When the 11th meeting of the International Myotonic Dystrophy Consortium (IDMC-11) met in San Francisco in September 2017, Dr. Giovanni Meola was in attendance, as he has been since the first biennial meeting in Paris, France, in 1997. Dr. Meola, a pioneer in myotonic dystrophy research, has focused his more than 40-year career on the disease and continues to share research which provides new understandings of myotonic dystrophy (DM).
“It is really a very good meeting,” said Dr. Meola, chairman of the Department of Neurology and Stroke-Unit at IRCCS Policlinico San Donato and director of the neurology residency program at the University of Milan. “It is a meeting where there is a DM community, and there is a good exchange between basic scientists and clinicians.”
Dr. Meola became fascinated with DM after graduating from medical school at the University of Milan and completing his residency in neurology. During postgraduate training and fellowship appointments at England’s Newcastle General Hospital, and later at New York-Presbyterian/Columbia University Medical Center, he became interested in the complexities of DM as a disease that involves both the muscles and a range of systems, including the central nervous system.
His many accomplishments include the development of a test to diagnose myotonic dystrophy type 2 (DM2) through the use fluorescence in situ hybridization, or FISH, a means of addressing the problem of false positives that can occur with the genetic test used to diagnose DM2 by looking for mutations of the CNBP gene in certain cells of the blood. He recently published a comprehensive review of the state of new CNS therapeutics for myotonic dystrophies with researcher Genevieve Gourdon of the French National Institute of Health and Medical Research (INSERM), in the April 2017 issue of Frontiers of Cellular Neuroscience. In addition, Dr. Meola is the principal investigator on a DM national registry in Italy.
New Insights
When Dr. Meola took the stage at IDMC-11, he shared new insights from two separate studies that could point the way forward for meaningful therapies that address serious health consequences of DM.
The first study involves research on the metabolic dysfunction that leads to the development of insulin resistance in DM patients. People with DM have a four-fold increased risk of developing diabetes. It has been previously shown that the missplicing of the insulin receptor gene in DM patients is associated with insulin resistance, a finding Dr. Meola confirmed with his research.

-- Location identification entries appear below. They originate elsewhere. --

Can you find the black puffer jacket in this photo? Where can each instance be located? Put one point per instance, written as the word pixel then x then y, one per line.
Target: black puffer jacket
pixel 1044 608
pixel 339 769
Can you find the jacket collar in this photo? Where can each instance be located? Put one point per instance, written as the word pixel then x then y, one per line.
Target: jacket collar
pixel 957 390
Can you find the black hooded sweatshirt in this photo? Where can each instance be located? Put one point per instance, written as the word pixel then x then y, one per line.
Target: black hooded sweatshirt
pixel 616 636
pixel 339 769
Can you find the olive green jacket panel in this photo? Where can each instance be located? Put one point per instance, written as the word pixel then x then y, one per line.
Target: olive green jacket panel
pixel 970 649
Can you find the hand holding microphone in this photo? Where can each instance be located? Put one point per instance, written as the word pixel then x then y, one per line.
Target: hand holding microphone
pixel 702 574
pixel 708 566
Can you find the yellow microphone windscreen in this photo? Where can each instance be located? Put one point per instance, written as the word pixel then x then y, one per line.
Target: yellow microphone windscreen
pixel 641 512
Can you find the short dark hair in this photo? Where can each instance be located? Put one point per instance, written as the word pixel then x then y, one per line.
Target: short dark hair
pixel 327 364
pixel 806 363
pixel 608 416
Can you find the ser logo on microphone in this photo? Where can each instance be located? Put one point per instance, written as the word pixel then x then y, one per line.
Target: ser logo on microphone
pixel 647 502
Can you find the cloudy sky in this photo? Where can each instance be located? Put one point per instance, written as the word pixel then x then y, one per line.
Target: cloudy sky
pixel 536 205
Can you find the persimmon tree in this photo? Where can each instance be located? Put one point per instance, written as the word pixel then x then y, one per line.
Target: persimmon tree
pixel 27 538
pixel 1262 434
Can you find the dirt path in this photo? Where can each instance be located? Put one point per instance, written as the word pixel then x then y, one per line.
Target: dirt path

But he also sought to determine if in addition to that, whether signaling irregularities were also involved in the development of insulin resistance in DM patients. Dr. Meola is an expert on channelopathies of skeletal muscle, such as DM. These are diseases that involve the ion channels that convert chemical and mechanical signals into electrical ones.
The insulin signaling pathway is particularly complex. Dr. Meola looked downstream at the insulin signaling process and the muscle biopsies of patients with both DM1 and DM2, and found that DM patients with insulin resistance had alteration to several signaling proteins. Insulin resistance is more evident in DM2 patients.
He said the findings could be important and may suggest new therapeutic approaches to addressing the problem of insulin resistance in DM patients. He said the findings may also explain why DM patients often do not benefit from the use of metformin, a drug that is used as a first-line therapy to treat type 2 diabetes. A paper about the research has been submitted to the open-access journal PLoS ONE
Another important piece of research that Dr. Meola discussed is the potential to detect early stage cardiomyopathies and cardiac conduction defects that can cause sudden death in DM patients through the use of a biomarker present in skeletal muscle. Such an approach is significant because it is not practical to biopsy cardiac tissue.
Dr. Meola determined that DM1 and DM2 patients with cardiomyopathies or conduction defects had alterations to fetal isoforms of troponin found in skeletal muscle biopsies. These same types of alterations were not present in control samples. Troponin is a regulatory protein that is found in muscle.
Performing biopsies in skeletal muscle to look for this altered form of troponin could alert doctors to cardiologic involvement in a DM patient’s disease and allow for early intervention strategies. This includes the potential to use antisense oligonucleotides as a potential therapeutic approach to treating it in the future.
Therapeutic Promise
Dr. Meola has seen steady progress in combatting myotonic dystrophy. Twenty years ago, he said, patients would not have been expected to live past their mid-50s. Today, patients with the disease are living well into their 70s.
Despite a clinical setback in the development of an antisense therapy to address DM1, he believes there’s great promise in the therapeutic approach and that it will lead to treatments that benefit patients.